Heaven help me, I think Back To You is funny. Not fall down on the floor hyena-laugh funny, not Britney Spears comeback train wreck funny, not NY Mets preparing to bow out of the playoffs during the last week of the regular season funny, but funny. And, perhaps more scarily, I thought last night’s episode was actually almost clever.

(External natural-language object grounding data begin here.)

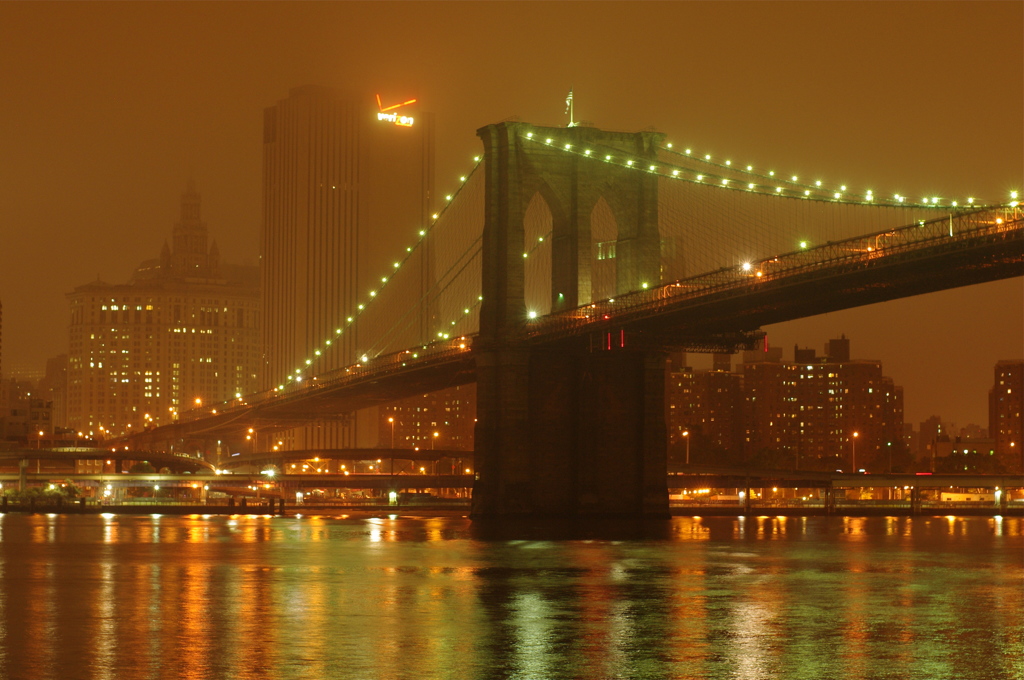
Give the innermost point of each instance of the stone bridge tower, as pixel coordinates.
(570, 430)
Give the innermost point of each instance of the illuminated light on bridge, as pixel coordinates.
(461, 344)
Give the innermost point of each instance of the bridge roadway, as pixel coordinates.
(119, 454)
(678, 477)
(716, 310)
(238, 483)
(708, 476)
(281, 458)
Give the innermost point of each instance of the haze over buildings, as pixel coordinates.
(102, 122)
(182, 331)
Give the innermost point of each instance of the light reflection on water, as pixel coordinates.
(132, 597)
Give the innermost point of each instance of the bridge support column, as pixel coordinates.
(570, 433)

They took a premise I have seen on television a hundred times before and actually did not follow the standard plot. Chuck Darling (Kelsey Grammer) gets a fish, which he promptly kills. He does not want co-anchor and mother of his child Kelly Carr (Patricia Heaton) to know the fish is dead, so he gets the news director, Ryan (Josh Gad) to go and buy him a new one. Now, at this point I am thinking to myself that he gets the new fish and Kelly looks at it and knows that it is not the original. We have all seen that one before, whether it is with a fish, a bird, a dog, or a parent, the old switcheroo failure plot. I sighed and figured that it was late in the evening and I could go to sleep, but I would let the show unspool, and see what happened. Well, I was hugely impressed to see that my fears were not realized. Kelly had no idea that the fish had been replaced, the show never got to that old standby plot, as Chuck killed new fish after new fish after new fish before Kelly could ever see any of them.

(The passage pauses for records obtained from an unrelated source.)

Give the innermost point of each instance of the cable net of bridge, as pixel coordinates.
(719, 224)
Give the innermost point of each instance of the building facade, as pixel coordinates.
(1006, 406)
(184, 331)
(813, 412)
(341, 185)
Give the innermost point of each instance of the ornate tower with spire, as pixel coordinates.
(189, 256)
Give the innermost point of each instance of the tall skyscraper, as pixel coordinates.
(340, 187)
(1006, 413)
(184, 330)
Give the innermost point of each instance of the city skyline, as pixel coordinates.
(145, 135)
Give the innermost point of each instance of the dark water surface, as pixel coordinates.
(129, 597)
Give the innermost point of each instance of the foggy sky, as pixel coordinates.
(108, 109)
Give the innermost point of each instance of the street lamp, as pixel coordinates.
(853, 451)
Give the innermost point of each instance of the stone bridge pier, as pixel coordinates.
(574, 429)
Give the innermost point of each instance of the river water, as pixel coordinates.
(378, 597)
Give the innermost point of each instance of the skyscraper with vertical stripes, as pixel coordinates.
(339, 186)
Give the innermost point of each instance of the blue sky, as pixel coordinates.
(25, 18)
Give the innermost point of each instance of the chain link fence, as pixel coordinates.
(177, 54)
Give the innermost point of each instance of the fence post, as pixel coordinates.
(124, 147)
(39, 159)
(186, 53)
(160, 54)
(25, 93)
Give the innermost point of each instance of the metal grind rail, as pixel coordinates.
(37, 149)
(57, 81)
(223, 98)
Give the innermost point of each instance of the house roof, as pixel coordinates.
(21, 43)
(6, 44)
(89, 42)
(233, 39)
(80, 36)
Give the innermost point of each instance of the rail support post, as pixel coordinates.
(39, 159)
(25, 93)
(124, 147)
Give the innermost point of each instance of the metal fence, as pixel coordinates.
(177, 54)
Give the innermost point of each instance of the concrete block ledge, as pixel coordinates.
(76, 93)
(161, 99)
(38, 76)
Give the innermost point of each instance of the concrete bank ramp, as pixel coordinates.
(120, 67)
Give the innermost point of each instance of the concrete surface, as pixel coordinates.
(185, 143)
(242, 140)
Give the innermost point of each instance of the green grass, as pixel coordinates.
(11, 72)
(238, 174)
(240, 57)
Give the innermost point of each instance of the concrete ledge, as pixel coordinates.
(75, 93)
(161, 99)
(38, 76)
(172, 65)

Not only were the ways in which the fish died funny – pouring coffee on one; dumping another into cold water, causing a deadly shock to the fish’s system; and, the coup de grace, death by electrocution, but to top it all off, Chuck heartlessly tosses each fish into the garbage under his desk. No ceremonial burial for these bad boys, no moment of mourning, no “aw shucks.” Sure, it all sounds perfectly ghastly, but I was incredibly pleased not to see the plot go saccharine and end up with some tra-la-la message. Death to the fishes, I say!
Speaking of the dead, apparently the old Dillons Restaurant in New York was awfully close to killing people. Between the green chicken wings, green and moldy burger patties and all other manner of disgusting thing (roaches and rats anyone?), I’m surprised that no one ever got sick. Well, thinking about it, no one seems to ever actually have eaten at the old restaurant and it is kind of hard to give people food poison if they won’t eat what you’re serving.